In order to create a more user-friendly ordinance, there are now three categories of special exceptions based on potential impact to surrounding neighbors, with Category A having the most potential impact and Category C the least, Fleischmann said.

“We have also simplified the application and approval process, and we have revised the public notice requirements to reduce costs for property owners applying for special exceptions,” he said, explaining that the Category A uses would still go through the full special exception process.

Category B uses, which have less impact, would go through a modified special exception process to get approval more quickly and with less expense. Category C is for temporary events, which can potentially be approved by town staff as long as the activity does not exceed 24 hours.

He added that private, temporary events for family and friends of the property owner, on the owner’s property, that occur for no more than 24 hours, are no longer required to obtain special exception approval.

“That was something that the ULDC committee in particular wanted to make sure we include in here,” Fleischmann said.

He explained that Category A special exceptions will still be required to submit a site plan. “The way the code is now, all special exceptions have to prepare a site plan,” he said. “That’s part of the reason why the special exception process is so onerous at this point. Special exceptions are very costly to put together. Category A special exceptions, which are those that potentially have the greatest impacts, we feel should still go through that process.”

Category B special exceptions would still need to get a zoning confirmation letter from staff stating that all the requirements of the town’s land development code have been met. They must also supply a sketch or drawing of what they intend to do on the property.

Category C special exceptions only need to file an affidavit that the activity is not going to occur on the property for more than 24 consecutive hours.

“Category A is approval by council, Category B is authorization by the town manager with notification to the council, and Category C is essentially authorization by the town manager only,” Fleischmann said, pointing out that there is also a provision that a Category B special exception the town manager deems potentially excessive can be elevated it to Category A for full council review.

Fleischmann also noted that commercial equestrian operations in agricultural residential areas, which currently need special exception approval, would no longer be required. “The ULDC committee was pretty adamant of the fact that that should not require special-exception approval at all because it’s a bona fide agricultural use,” Fleischmann said.

Rodeo events, however, were determined not to be a bona fide agricultural use and were identified specifically as requiring special exceptions.

Fleischmann also noted that there were few special exception requirements for commercial and commercial-low zoning districts, and the few that did had been assigned a category. “We have ‘day labor hiring center,’ and ‘outdoor events,’ and that’s it,” he said. “We assigned Category A to day labor hiring center, and they need to get full special exception approval, and outdoor events get Category B.”

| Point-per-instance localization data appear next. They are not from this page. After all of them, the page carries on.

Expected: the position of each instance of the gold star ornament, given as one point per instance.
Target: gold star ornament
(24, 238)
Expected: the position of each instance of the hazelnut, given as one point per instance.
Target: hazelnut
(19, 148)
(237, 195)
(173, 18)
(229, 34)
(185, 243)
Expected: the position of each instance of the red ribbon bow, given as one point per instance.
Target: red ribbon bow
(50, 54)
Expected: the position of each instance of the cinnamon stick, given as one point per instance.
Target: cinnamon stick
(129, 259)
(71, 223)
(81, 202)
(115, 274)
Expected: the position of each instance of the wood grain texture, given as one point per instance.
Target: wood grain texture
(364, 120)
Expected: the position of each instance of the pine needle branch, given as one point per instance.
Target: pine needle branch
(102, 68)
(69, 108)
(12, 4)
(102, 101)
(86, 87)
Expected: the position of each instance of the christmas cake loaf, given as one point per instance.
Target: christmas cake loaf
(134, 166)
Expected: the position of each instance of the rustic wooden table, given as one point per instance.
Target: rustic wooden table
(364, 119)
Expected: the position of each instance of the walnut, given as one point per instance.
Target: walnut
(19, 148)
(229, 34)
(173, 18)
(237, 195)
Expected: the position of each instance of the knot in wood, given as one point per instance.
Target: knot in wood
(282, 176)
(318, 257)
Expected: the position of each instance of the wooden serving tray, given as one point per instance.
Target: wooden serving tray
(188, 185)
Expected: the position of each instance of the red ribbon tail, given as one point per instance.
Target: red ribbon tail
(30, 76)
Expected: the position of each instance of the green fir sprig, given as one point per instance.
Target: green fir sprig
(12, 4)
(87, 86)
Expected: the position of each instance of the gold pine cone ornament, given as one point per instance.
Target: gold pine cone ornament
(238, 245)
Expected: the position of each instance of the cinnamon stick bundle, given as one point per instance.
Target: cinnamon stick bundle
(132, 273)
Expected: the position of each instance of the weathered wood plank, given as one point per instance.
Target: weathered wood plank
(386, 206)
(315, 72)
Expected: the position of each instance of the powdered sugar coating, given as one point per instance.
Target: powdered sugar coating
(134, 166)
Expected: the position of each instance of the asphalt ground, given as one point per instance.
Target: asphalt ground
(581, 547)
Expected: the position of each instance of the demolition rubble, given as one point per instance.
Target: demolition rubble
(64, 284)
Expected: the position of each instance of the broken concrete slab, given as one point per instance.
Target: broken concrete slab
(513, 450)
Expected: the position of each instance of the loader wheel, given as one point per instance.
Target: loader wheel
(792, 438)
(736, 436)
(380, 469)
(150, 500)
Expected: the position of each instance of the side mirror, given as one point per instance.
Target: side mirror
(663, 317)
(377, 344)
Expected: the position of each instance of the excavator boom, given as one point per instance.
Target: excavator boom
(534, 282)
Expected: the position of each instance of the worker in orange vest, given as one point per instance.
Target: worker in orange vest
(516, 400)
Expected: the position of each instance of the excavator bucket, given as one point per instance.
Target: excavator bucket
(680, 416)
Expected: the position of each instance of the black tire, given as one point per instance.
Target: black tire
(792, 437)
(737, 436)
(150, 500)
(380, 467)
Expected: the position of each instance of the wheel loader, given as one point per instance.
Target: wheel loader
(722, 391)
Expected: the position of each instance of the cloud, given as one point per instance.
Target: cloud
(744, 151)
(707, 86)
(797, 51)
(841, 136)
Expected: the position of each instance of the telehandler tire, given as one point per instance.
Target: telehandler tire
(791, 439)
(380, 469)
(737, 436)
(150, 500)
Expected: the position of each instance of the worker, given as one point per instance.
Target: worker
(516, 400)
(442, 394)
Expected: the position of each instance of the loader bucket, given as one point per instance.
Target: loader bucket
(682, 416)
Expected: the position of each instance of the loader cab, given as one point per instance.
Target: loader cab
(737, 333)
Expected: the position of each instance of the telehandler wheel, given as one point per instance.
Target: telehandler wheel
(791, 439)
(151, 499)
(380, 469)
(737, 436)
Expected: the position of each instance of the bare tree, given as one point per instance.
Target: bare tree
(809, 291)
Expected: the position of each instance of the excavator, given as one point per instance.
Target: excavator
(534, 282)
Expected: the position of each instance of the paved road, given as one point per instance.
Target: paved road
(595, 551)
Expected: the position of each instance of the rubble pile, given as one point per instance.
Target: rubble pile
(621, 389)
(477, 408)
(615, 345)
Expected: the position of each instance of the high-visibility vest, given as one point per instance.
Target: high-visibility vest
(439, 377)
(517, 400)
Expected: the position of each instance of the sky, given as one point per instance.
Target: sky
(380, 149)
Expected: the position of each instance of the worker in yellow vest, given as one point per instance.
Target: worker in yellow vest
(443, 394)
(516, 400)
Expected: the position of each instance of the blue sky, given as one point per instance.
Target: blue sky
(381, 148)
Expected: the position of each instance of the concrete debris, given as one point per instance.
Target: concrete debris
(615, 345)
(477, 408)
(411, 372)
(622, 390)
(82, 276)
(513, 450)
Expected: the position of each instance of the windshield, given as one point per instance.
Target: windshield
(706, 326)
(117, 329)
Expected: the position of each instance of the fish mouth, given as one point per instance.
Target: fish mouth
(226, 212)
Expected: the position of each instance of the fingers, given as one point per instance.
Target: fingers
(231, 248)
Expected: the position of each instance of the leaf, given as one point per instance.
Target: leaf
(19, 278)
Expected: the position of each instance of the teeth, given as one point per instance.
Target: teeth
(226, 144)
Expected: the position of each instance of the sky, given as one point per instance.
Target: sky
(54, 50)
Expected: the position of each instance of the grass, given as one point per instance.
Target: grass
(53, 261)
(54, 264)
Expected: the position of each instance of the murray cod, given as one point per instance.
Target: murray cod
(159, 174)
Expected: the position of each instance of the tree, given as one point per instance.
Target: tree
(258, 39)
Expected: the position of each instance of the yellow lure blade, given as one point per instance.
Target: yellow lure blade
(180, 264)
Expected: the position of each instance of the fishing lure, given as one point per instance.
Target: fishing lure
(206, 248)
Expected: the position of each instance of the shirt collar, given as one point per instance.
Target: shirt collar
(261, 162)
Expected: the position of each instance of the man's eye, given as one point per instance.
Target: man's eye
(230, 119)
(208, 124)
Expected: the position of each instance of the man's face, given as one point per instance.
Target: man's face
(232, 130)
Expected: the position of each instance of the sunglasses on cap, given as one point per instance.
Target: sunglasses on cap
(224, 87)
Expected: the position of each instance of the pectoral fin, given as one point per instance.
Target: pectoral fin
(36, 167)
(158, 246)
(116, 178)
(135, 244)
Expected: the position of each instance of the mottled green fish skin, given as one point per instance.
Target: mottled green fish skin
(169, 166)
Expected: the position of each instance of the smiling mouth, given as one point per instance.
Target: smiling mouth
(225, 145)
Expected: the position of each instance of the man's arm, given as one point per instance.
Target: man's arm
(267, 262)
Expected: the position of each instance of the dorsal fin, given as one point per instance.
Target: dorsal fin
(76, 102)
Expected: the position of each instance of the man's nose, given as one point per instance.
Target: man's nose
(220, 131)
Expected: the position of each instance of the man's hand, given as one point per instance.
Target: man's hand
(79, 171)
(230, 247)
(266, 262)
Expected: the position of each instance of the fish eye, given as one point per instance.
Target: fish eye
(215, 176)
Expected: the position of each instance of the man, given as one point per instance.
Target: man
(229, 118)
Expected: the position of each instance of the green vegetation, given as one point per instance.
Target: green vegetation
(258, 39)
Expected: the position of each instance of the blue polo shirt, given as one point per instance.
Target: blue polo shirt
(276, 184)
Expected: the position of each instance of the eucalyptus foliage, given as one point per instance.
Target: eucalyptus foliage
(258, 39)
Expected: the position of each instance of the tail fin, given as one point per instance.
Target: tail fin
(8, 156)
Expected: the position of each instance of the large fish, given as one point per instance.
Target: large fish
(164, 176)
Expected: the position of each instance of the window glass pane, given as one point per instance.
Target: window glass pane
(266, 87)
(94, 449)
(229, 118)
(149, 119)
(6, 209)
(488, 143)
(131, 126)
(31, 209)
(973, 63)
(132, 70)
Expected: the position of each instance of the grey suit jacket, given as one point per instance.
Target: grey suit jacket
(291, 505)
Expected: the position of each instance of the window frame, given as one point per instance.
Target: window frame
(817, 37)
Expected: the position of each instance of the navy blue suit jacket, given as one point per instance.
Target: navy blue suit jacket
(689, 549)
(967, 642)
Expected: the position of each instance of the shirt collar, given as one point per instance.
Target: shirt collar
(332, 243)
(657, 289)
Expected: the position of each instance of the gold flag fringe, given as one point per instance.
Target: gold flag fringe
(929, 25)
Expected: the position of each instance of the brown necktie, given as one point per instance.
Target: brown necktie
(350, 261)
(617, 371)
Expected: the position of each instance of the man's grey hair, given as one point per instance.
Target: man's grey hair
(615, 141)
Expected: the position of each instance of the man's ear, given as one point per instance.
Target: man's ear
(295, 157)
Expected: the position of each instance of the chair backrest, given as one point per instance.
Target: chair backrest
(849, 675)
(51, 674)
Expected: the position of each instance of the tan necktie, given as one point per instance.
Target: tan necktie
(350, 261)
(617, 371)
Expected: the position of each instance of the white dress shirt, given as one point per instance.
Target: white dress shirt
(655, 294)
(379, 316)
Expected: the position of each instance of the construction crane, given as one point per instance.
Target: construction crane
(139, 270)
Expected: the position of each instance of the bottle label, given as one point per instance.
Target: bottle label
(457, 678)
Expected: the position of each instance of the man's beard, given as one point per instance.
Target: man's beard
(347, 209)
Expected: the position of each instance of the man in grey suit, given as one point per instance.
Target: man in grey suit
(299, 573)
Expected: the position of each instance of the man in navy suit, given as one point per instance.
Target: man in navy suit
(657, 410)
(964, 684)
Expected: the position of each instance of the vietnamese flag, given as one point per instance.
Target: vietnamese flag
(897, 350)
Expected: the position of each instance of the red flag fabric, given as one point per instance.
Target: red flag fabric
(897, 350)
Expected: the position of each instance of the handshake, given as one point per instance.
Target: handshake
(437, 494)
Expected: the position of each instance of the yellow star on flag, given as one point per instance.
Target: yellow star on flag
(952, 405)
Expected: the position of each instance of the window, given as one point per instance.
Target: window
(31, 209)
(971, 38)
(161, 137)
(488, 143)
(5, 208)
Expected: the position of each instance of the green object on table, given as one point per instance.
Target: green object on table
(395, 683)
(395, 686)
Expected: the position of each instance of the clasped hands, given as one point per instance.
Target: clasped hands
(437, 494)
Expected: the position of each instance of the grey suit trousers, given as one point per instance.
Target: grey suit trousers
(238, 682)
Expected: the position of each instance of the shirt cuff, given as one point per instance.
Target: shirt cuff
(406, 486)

He also pointed out that institutional and public facilities districts special exceptions were also assigned categories, with outdoor events in Category B, private clubs or lodges in Category A and day labor hiring center in Category B.

Councilman Jim Rockett noted that Category C activities did not require giving notice to adjoining property owners. “Since that’s easy enough to do and it’s approved by the town manager, that would be a courtesy that I would expect we might want to do,” Rockett said.

Councilman Ryan Liang made a motion to approve the ordinance, adding the requirement that categories B and C have the same notice requirements, and it carried 4-0 with Councilman Tom Goltzené absent.

Mayor David Browning thanked the members of the committees for numerous hours they had spent going over the amendments.

The final reading and adoption is set for Tuesday, Dec. 3.